0

I need to regularly import large (hundreds of thousands of lines) tsv files into multiple related SQL Server 2008 R2 tables.

The input file looks something like this (it's actually even more complex and the data is of a different nature, but what I have here is analogous):

January_1_Lunch.tsv
+-------+----------+-------------+---------+
| Diner | Beverage | Food        | Dessert |
+-------+----------+-------------+---------+
| Nancy | coffee   | salad_steak | pie     |
| Joe   | milk     | soup_steak  | cake    |
| Pat   | coffee   | soup_tofu   | pie     |
+-------+----------+-------------+---------+

Notice that one column contains a character-delimited list that needs preprocessing to split it up.

The schema is highly normalized -- each record has multiple many-to-many foreign key relationships. Nothing too unusual here...

Meals
+----+-----------------+
| id |       name      |
+----+-----------------+
|  1 | January_1_Lunch |
+----+-----------------+

Beverages
+----+--------+
| id |  name  |
+----+--------+
|  1 | coffee |
|  2 | milk   |
+----+--------+

Food
+----+-------+
| id | name  |
+----+-------+
|  1 | salad |
|  2 | soup  |
|  3 | steak |
|  4 | tofu  |
+----+-------+

Desserts
+----+------+
| id | name |
+----+------+
|  1 | pie  |
|  2 | cake |
+----+------+

Each input column is ultimately destined for a separate table.

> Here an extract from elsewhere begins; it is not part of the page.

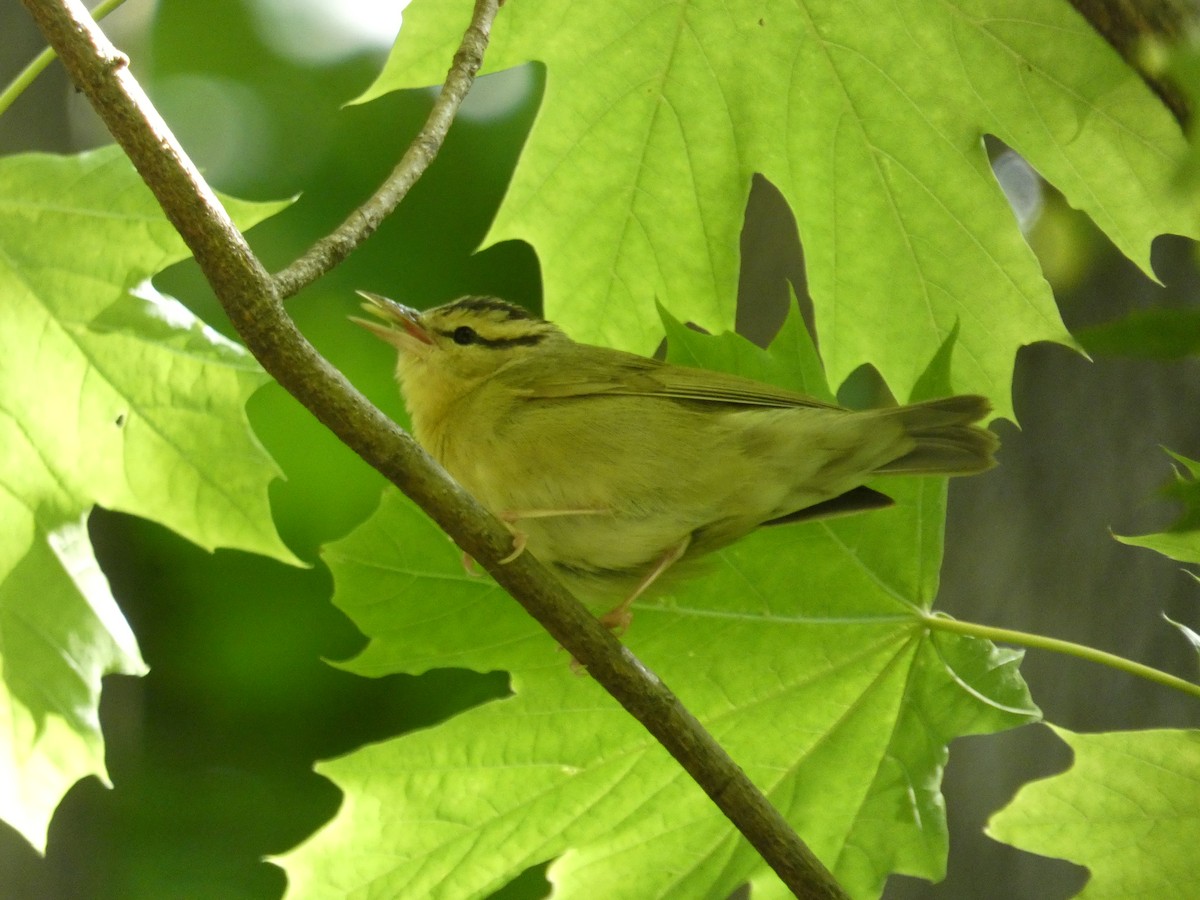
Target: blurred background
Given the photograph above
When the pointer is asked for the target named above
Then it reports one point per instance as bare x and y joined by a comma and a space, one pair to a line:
211, 754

This might seem an unnecessarily complex schema -- why not just have a single table that matches the input? But consider that a diner may come into the restaurant and order only a drink or a dessert, in which case there would be many null rows. Considering that this DB will ultimately store hundreds of millions of records, that seems like a poor use of storage. I also want to be able to generate reports for just beverages, just desserts, etc., and I figure those will perform much better with separate tables.

The orders are tracked in relationship tables like this:

BeverageOrders
+--------+---------+------------+
| mealId | dinerId | beverageId |
+--------+---------+------------+
|      1 |       1 |          1 |
|      1 |       2 |          2 |
|      1 |       3 |          1 |
+--------+---------+------------+

FoodOrders
+--------+---------+--------+
| mealId | dinerId | foodId |
+--------+---------+--------+
|      1 |       1 |      1 |
|      1 |       1 |      3 |
|      1 |       2 |      2 |
|      1 |       2 |      3 |
|      1 |       3 |      2 |
|      1 |       3 |      4 |
+--------+---------+--------+

DessertOrders
+--------+---------+-----------+
| mealId | dinerId | dessertId |
+--------+---------+-----------+
|      1 |       1 |         1 |
|      1 |       2 |         2 |
|      1 |       3 |         1 |
+--------+---------+-----------+

Note that there are more records for Food because the input contained those nasty little lists that were split into multiple records. This is another reason it helps to have separate tables.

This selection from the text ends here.